Image d'illustration. Gros plan de modèles de cerveau colorés démontrant la santé cognitiveADN
Des chercheurs ont identifié une signature cérébrale partagée lors de l’utilisation de cinq substances psychédéliques différentes. Cette découverte suggère l’existence de mécanismes neuronaux communs induits par ces drogues, offrant de nouvelles pistes pour comprendre leurs effets sur le cerveau.
Tl;dr
- Découverte d’une empreinte neuronale commune aux principaux psychédéliques.

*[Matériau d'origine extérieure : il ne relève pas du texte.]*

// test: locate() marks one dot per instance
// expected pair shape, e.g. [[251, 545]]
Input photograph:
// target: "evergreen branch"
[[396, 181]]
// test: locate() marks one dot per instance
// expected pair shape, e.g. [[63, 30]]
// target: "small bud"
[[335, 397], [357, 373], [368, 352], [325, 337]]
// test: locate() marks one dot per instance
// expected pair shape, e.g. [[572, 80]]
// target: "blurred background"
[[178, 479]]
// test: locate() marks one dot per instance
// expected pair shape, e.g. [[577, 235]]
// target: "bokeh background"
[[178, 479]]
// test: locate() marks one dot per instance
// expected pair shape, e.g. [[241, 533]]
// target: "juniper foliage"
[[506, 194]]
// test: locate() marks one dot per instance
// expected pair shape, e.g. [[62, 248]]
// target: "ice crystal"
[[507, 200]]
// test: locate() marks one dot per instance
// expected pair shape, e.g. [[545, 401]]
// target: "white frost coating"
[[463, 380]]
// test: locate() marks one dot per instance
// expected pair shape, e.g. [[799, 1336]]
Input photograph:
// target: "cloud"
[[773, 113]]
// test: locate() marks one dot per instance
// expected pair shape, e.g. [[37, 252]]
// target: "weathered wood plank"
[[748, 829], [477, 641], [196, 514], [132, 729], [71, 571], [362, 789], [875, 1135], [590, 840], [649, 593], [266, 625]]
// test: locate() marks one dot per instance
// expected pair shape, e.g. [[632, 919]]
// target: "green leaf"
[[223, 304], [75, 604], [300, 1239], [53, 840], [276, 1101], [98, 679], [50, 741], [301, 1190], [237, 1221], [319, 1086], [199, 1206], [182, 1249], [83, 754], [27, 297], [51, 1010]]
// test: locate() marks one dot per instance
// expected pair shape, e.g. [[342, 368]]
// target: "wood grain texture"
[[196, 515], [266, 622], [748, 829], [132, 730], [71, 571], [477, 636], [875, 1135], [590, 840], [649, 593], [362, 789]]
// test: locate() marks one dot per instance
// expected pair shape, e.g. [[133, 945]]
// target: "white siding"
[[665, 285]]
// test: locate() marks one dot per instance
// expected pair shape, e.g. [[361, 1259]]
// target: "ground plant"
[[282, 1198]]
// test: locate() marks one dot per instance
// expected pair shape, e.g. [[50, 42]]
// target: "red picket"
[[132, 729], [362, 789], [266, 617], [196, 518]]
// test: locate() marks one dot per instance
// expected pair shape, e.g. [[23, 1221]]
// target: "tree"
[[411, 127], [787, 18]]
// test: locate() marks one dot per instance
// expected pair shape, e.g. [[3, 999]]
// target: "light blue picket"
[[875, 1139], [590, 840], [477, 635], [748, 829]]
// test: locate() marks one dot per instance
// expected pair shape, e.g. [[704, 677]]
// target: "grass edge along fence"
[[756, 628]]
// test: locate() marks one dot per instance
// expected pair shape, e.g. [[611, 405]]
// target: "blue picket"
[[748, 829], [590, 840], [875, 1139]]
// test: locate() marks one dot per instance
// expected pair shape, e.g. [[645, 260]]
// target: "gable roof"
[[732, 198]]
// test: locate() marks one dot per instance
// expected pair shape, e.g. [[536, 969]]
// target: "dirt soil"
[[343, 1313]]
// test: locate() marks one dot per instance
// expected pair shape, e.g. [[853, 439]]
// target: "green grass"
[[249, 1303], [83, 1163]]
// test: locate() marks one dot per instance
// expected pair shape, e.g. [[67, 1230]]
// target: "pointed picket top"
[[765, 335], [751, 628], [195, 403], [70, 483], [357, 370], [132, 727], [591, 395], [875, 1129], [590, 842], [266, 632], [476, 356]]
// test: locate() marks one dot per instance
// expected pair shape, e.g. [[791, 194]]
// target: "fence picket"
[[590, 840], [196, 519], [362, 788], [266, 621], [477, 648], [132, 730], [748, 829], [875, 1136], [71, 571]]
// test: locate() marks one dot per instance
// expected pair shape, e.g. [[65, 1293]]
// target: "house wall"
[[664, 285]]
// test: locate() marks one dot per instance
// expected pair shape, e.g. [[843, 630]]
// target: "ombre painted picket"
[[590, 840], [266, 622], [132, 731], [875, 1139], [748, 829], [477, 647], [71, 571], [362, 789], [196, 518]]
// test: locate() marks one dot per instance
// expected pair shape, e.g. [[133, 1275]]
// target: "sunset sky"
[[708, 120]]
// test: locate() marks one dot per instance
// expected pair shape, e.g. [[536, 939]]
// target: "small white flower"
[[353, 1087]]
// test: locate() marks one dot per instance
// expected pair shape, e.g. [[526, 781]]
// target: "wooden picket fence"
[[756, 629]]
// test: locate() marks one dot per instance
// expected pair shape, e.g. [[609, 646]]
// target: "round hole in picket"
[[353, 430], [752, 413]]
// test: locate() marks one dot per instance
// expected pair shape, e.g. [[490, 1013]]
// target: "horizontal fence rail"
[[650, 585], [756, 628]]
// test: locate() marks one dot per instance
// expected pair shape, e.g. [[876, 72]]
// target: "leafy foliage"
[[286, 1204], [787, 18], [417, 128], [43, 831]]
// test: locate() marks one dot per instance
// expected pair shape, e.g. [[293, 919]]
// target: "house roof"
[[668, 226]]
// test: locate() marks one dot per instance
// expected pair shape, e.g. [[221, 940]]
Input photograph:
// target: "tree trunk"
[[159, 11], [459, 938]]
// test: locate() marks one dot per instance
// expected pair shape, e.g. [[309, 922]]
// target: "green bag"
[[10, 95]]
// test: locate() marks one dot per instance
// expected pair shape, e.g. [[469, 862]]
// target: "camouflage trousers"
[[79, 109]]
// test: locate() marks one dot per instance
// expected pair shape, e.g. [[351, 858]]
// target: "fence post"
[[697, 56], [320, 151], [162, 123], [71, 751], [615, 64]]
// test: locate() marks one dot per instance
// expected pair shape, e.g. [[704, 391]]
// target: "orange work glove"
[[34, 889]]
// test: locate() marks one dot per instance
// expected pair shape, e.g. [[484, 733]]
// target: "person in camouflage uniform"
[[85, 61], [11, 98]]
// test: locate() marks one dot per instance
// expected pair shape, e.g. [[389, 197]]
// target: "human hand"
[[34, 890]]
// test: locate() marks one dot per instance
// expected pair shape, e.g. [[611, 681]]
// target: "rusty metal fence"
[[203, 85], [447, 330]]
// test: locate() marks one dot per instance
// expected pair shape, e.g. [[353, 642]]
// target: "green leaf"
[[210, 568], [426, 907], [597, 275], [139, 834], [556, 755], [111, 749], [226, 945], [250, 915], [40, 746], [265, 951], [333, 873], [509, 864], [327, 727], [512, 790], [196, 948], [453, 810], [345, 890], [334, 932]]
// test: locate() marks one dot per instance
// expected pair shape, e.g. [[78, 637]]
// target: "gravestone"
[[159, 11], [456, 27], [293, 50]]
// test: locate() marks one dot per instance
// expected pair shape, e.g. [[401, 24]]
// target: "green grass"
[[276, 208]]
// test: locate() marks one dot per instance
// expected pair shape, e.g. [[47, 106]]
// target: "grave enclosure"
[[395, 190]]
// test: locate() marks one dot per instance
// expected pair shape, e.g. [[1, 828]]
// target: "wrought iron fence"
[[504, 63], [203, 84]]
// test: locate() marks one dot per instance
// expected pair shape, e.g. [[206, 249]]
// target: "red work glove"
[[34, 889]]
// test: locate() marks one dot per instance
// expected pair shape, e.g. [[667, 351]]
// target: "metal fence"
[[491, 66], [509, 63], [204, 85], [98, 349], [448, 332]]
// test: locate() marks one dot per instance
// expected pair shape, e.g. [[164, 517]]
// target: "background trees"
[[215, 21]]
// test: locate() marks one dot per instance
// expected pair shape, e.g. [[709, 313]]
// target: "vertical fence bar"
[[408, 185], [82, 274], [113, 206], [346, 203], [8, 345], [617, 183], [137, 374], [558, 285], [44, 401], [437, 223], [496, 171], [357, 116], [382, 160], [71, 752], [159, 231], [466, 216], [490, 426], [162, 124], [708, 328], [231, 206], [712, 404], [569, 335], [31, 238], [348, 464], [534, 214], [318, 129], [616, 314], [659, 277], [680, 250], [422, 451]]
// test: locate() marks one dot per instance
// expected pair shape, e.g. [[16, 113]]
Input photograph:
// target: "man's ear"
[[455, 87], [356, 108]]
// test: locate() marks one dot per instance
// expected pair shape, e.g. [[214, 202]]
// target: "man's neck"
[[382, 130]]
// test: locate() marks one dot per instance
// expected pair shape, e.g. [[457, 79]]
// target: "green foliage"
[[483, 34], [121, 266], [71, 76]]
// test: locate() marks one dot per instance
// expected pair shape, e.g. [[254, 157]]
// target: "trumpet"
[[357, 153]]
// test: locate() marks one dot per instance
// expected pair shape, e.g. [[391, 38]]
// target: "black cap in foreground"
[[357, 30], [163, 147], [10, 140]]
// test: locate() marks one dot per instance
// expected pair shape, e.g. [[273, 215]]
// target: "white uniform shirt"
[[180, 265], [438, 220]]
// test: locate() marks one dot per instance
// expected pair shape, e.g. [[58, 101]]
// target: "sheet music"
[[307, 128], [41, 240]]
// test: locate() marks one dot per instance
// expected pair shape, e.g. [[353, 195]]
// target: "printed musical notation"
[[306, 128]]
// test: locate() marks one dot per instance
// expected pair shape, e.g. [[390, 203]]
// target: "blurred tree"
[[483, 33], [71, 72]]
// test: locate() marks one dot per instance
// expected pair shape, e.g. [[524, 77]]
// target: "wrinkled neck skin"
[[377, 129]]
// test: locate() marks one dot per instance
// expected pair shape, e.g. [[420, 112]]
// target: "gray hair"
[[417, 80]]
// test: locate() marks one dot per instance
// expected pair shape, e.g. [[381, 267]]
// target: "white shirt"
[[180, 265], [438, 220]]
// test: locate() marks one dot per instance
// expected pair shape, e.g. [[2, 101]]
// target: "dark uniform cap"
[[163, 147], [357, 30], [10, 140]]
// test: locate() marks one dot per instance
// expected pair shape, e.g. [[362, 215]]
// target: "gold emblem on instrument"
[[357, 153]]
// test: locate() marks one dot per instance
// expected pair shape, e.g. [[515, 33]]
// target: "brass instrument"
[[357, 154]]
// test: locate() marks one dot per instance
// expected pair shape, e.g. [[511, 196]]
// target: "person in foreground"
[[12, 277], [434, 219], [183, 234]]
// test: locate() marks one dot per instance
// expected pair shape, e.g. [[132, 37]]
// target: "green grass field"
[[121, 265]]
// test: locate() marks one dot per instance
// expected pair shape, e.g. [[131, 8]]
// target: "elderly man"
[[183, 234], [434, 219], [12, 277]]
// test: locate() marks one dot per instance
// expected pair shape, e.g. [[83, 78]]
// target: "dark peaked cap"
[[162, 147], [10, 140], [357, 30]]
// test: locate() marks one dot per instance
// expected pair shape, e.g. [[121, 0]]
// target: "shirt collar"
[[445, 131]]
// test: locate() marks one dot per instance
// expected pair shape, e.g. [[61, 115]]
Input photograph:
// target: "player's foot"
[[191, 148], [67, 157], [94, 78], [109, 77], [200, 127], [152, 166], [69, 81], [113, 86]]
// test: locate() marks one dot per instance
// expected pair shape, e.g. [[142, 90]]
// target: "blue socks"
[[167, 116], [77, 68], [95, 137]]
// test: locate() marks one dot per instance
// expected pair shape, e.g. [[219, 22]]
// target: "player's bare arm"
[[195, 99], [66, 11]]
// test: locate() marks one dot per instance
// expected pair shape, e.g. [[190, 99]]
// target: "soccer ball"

- Forte connectivité accrue entre réseaux cérébraux sous ces substances.
- Pistes prometteuses pour traiter dépression et troubles associés.
Un nouveau regard sur les psychédéliques
Depuis quelques années, la recherche sur les psychédéliques connaît un regain d’intérêt, particulièrement dans le traitement de la dépression et d’autres troubles mentaux. Une équipe internationale s’est récemment attelée à analyser non plus l’effet isolé de chaque substance, mais à en dégager une vision d’ensemble : leurs travaux révèlent l’existence d’une véritable « empreinte neuronale » commune à cinq substances majeures.
Méthodologie et avancées majeures
Pour mener cette étude, les chercheurs ont rassemblé des données issues de onze ensembles différents, totalisant 519 scanners cérébraux fMRI de 267 personnes réparties dans cinq pays. Les substances étudiées ? La psilocybine, le LSD (Lysergic Acid Diethylamide), la mescaline, le DMT (diméthyltryptamine) et l’ayahuasca. En croisant les résultats, deux motifs se sont dégagés : une intensification des échanges entre réseaux cérébraux distincts – notamment ceux impliqués dans la pensée complexe, la vue ou le toucher – et une diminution sélective de certaines connexions internes à des réseaux particuliers.
À ce propos, le professeur Danilo Bzdok, de l’Université McGill, souligne : « C’est une avancée majeure dans notre façon d’appréhender les psychédéliques : pour la première fois, nous mettons en évidence un dénominateur commun entre des drogues habituellement perçues comme très différentes. »
Pistes thérapeutiques et limites actuelles
Au fil de l’étude, il est apparu que la connectivité accrue observée concerne également des zones profondes du cerveau comme le caudé ou le cervelet, essentielles dans la coordination perception-action. Cette « mise à plat » de la hiérarchie cérébrale pourrait expliquer certains effets perceptifs remarquables des psychédéliques et nourrir les espoirs autour de leur potentiel thérapeutique.
Parmi les molécules analysées, la psilocybine et le LSD affichent des schémas particulièrement proches – un constat en phase avec leur structure chimique similaire et leurs effets subjectifs convergents.
Voici ce que cette étude permet déjà :
- Mieux comprendre les bases biologiques des hallucinations.
- Distinguer entre ruptures globales ou changements ciblés dans la connectivité cérébrale.
- Suggérer de nouvelles approches pour traiter dépression ou addictions.
Perspectives : standardiser pour mieux soigner ?
Si l’analyse reste limitée par l’hétérogénéité des protocoles (doses, méthodes ou timing), elle ouvre grand la porte à des essais futurs plus rigoureux. Comme le rappelle le professeur Bzdok : « Trop peu de traitements contre la dépression ont réellement évolué depuis des décennies ; les psychédéliques pourraient incarner la révolution attendue depuis les années 1980. » Reste désormais à vérifier si ces altérations du cerveau peuvent se traduire concrètement en bénéfices cliniques durables.